Training of continuous-token reasoning models has proven to be difficult, either due to computational constraints from full backpropagation through all steps of continuous reasoning (this limited the CoT to 6 steps in COCONAT), or due to the necessity of strongly grounding the continuous reasoning into ground-truth discrete reasoning traces (CODI)

The fuzzy tokens are just soft tokens with added Gaussian noise.

In soft thinking, if the probabilities of the next token (token \(t\)) are \(p_{t-1,i}\), then standard soft thinking computes \(h_t^0 = p_{t-1}E\), where \(E\) is the token embedding matrix.

In fuzzy thinking they have:

\[h_t^o = p_{t-1}E + \sigma N(0, I_D)\]

RL (they didn’t use GRPO, they used RLOO)

The goal is to maximize

\[\mathbb{E}_{(\tilde{h}^o, a) \sim \pi}[R(a)]\]

which is equivalent to maximizing

\[\mathbb{E}_{(h^o, a) \sim \pi^{\text{sg}}}[-R(a)(\log \pi({h}^o) + \log \pi(a\mid{h}^o))]\]

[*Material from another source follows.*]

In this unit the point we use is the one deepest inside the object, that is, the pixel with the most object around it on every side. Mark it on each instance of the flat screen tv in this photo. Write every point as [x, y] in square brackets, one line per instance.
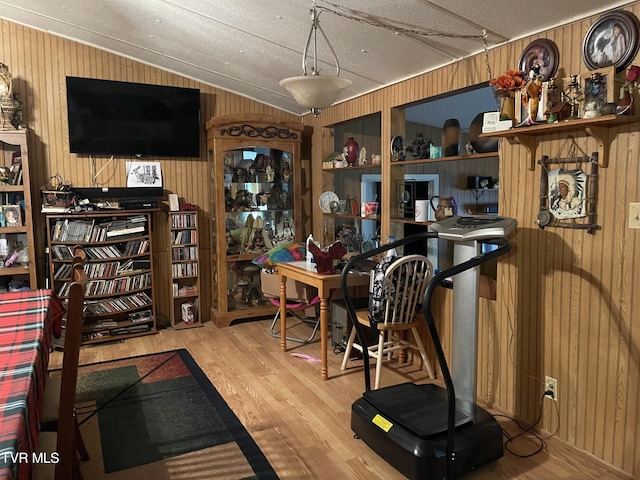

For the first part, we can decompose over time and write:

\[\log \pi({h}^o) = \sum_t \log \pi({h}_t^o \mid {h}_{<t}^o)\]

Calculating this is straightforward: we can compute the non-noisy version and then evaluate the probability using normal-distribution formulas.

For inference, they found that normal CoT works better even when trained with soft thinking. Soft-thinking training with normal inference even beats normal-training with normal inference.